EP by Dr. Dog
- Released: September 12, 2006
- Genre: Psychedelic rock, indie rock
- Length: 28:23
- Label: Park the Van PTV706
- Producer: Bill Moriarty

Dr. Dog chronology
| Easy Beat (2005) | Takers and Leavers (2006) | We All Belong (2007) |

= Takers and Leavers =

Takers and Leavers is an EP by Dr. Dog. It was released a year before their LP, We All Belong, which re-released "Ain't It Strange" and "Die Die Die".
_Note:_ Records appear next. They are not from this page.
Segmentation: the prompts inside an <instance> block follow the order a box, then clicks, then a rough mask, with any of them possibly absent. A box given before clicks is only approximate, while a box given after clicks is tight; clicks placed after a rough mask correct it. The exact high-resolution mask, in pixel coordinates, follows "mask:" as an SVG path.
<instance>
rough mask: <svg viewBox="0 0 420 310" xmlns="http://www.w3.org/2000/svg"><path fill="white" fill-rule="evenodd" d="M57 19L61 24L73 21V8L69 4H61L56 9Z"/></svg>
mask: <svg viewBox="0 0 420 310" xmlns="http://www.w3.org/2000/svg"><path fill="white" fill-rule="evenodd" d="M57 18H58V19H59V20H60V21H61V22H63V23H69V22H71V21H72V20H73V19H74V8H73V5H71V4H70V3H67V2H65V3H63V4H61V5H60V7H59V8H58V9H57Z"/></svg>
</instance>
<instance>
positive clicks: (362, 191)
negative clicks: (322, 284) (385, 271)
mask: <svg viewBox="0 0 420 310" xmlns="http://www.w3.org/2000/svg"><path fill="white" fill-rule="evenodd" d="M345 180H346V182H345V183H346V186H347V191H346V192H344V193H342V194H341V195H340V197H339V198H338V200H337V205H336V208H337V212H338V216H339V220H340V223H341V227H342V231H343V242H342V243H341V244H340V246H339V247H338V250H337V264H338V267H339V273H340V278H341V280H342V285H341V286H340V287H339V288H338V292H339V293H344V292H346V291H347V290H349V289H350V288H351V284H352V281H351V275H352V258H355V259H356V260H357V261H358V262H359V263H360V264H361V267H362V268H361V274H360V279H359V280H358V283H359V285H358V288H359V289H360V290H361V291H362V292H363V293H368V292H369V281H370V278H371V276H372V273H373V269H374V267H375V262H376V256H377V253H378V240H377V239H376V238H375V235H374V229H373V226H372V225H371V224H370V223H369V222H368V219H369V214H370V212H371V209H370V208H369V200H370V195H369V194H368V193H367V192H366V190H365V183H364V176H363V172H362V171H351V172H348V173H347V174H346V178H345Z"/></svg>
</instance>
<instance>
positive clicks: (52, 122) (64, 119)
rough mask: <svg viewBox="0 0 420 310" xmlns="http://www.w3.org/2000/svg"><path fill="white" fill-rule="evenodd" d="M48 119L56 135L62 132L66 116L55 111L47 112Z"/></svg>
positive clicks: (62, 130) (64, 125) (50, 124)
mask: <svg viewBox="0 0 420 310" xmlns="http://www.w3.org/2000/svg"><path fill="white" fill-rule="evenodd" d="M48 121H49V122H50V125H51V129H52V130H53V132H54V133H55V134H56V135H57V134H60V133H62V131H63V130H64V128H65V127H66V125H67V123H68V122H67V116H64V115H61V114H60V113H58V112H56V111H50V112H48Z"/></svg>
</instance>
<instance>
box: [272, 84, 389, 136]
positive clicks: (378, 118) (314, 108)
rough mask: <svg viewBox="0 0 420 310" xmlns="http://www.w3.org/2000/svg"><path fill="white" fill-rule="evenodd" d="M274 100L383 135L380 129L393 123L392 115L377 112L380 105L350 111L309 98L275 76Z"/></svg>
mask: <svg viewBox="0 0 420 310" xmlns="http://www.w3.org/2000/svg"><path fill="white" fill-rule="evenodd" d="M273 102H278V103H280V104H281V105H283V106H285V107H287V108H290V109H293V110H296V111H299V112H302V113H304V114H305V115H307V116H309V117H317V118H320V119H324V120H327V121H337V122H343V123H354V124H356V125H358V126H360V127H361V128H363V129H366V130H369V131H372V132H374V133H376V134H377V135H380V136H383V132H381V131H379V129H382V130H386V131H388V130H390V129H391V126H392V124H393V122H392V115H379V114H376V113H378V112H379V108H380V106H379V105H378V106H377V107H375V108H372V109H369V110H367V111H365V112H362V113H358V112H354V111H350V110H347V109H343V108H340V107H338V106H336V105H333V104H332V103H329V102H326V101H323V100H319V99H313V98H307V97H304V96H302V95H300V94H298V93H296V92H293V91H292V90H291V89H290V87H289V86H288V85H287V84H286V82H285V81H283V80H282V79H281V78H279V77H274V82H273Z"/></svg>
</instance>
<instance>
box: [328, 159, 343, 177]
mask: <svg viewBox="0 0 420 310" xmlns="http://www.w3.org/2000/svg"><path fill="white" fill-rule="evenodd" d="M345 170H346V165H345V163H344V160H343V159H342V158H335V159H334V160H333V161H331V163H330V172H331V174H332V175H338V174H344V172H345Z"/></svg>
The first 1000 copies had custom covers, which featured various images and assortments of random art. The standard EP was produced later that month.

Professional ratings
Review scores
| Source | Rating |
| Rolling Stone | Star |

==Track listing==

| No. | Title | Length |
|---|---|---|
| 1. | "Ain't It Strange" | 4:28 |
| 2. | "Goner" | 4:16 |
| 3. | "I've Just Got to Tell You" | 2:51 |
| 4. | "Die Die Die" | 3:01 |
| 5. | "California" | 3:09 |
| 6. | "Livin' a Dream" | 5:48 |
| Total length: |  | 28:23 |

==Personnel==
Dr. Dog is:
- Toby "Tables" Leaman: bass, vocals
- Scott "Taxi" McMicken: lead guitar, vocals
- Zachery "Text" Miller: keyboards
- Juston "Triumph" Stens: drums, vocals
- Francis "Thanks" McElroy: rhythm guitar, vocals

Additional Musicians:
- Harmonica John: harmonica on Livin' A Dream

==Title of EP==
The title Takers and Leavers is from a poem recited at the end of Livin' a Dream, the final track of the EP. Well, I know there's always been greed and green acres, and war and peace makers. And then there's your takers and your leavers, your havers and your needers.